EBP adoption is not merely a technical process but a cultural shift requiring sustained institutional commitment. Healthcare leaders must create an environment where nurses feel empowered to engage with evidence and challenge outdated practices. This includes structured training, open interprofessional dialogue, and integrating EBP into routine decision-making frameworks.
Targeted policies that enhance professional development opportunities are essential. Investing in CPD programmes, mentorship initiatives, and protected research time can significantly improve EBP uptake among nurses. Without these systemic supports, the risk of practice stagnation and suboptimal patient outcomes remains high.

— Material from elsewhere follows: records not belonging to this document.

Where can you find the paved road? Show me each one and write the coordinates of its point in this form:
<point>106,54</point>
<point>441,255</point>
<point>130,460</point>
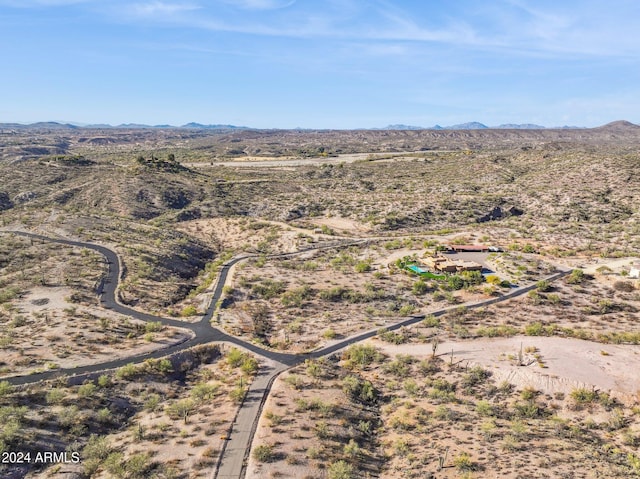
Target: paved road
<point>232,460</point>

Future research should explore longitudinal approaches to assess the sustainability of EBP integration. Comparative studies across healthcare settings can further illuminate the role of organisational culture. Incorporating patient-centred metrics will provide a more comprehensive evaluation of how EBP influences clinical outcomes and patient experiences.
Strengthening organisational support structures and fostering a culture of shared decision-making will be critical in embedding EBP into daily clinical practice. By addressing the identified barriers and leveraging insights from this study, healthcare institutions can move towards a more evidence-driven, patient-centred approach to care delivery.